The PAMs from pigs infected with PRRSV have significantly downregulated the ability to kill bacteria (Solano, Bautista, Molitor, Segales, & Pijoan, 1998). Although, some researchers have demonstrated that co-infection with Mhp and PRRSV show no potentiating effect (Van Alstine, Stevenson, & Kanitz, 1996). Thacker and colleagues suggested that the Mhp potentiated and prolonged PRRSV-induced pneumonia clinically, macroscopically and microscopically regardless of the inoculation sequence of infection to both pathogens, whereas PRRSV did not aggravate Mhp infection in piglets when inoculated before Mhp under experimental conditions (Thacker, Halbur, Ross, Thanawongnuwech, & Thacker, 1999; Tzika et al., 2015; Van Alstine et al., 1996). Furthermore, Fablet suggested that, the infection by Mhp was associated with PRRSV seropositive status (Fablet, Marois-Crehan, Grasland, Simon, & Rose, 2016a). Moreover, in the concurrent infection with Mhp and PRRSV, many vital functional genes were detected as being differentially expressed (DE) in PAMs (Li et al., 2015), especially, IL-1β was considerably higher, which is a key component for downstream signal pathways. In addition, the co-infection of Mhp and PRRSV significantly increased the severity and duration of pneumonia in experimentally infected pigs, which was associated with induction of several proinflammatory cytokines (Thacker, Thacker, Kuhn, Hawkins, & Waters, 2000), such as IL-1α, IL-1β, IL-6, IL-8, IL-10, IL-12 and Tumor Necrosis Factor-alpha (TNF-α) (Thanawongnuwech, Thacker, Halbur, & Thacker, 2004; Thanawongnuwech & Thacker, 2003; Thanawongnuwech, Young, Thacker, & Thacker, 2001). Other group also found increased levels of both IL-12 and IL-10 in the respiratory tract of pigs experimentally infected with either Mhp and/or PRRSV, IFN-γ and Insulin-like Growth Factor-I (IGF-I) production were lower and delayed in pigs co-infected with PRRSV and Mhp(Roberts & Almond, 2003; Thanawongnuwech & Thacker, 2003). These results suggest that the exacerbation Mhp respiratory disease may be due to viral infection which induces regulatory T cells (Tregs) (LeRoith et al., 2011).
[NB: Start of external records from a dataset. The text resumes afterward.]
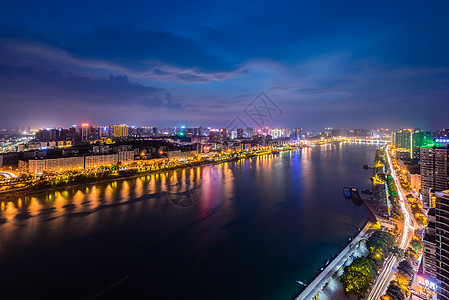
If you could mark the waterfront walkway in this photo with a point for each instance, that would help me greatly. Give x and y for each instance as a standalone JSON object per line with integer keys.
{"x": 315, "y": 288}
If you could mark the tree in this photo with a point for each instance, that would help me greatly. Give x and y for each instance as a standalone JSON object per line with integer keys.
{"x": 395, "y": 292}
{"x": 416, "y": 244}
{"x": 398, "y": 252}
{"x": 358, "y": 276}
{"x": 380, "y": 242}
{"x": 405, "y": 268}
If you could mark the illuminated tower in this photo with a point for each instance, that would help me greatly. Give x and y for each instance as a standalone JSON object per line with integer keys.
{"x": 442, "y": 243}
{"x": 85, "y": 132}
{"x": 120, "y": 130}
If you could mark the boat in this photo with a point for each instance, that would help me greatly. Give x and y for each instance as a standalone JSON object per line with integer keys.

In contrast, Fano et al suggested that Mhp did not affect these epidemiological features of PRRSV-associated disease under the conditions of study (Fano, Pijoan, & Dee, 2007).
Other studies also implicated that a single-dose vaccination against Mhp alone decreased the levels of PRRSV viremia and PRRSV-associated pulmonary lesions, whereas single-dose vaccination against PRRSV alone did not decrease nasal shedding of Mhp and Mhp-associated pulmonary lesions in the co-infected pigs (S. J. Park, Seo, Park, & Chae, 2014). Combining vaccines with Mhp and PRRSV did not induce negative interaction which would reduce the efficacy of each individual vaccine (Bourry, Fablet, Simon, & Marois-Crehan, 2015). These results indicated that, the combined vaccination is more efficient than single ones, consequently, further research should focus on the developing of combined vaccine, which can improve the convenient and efficient pig production simultaneously.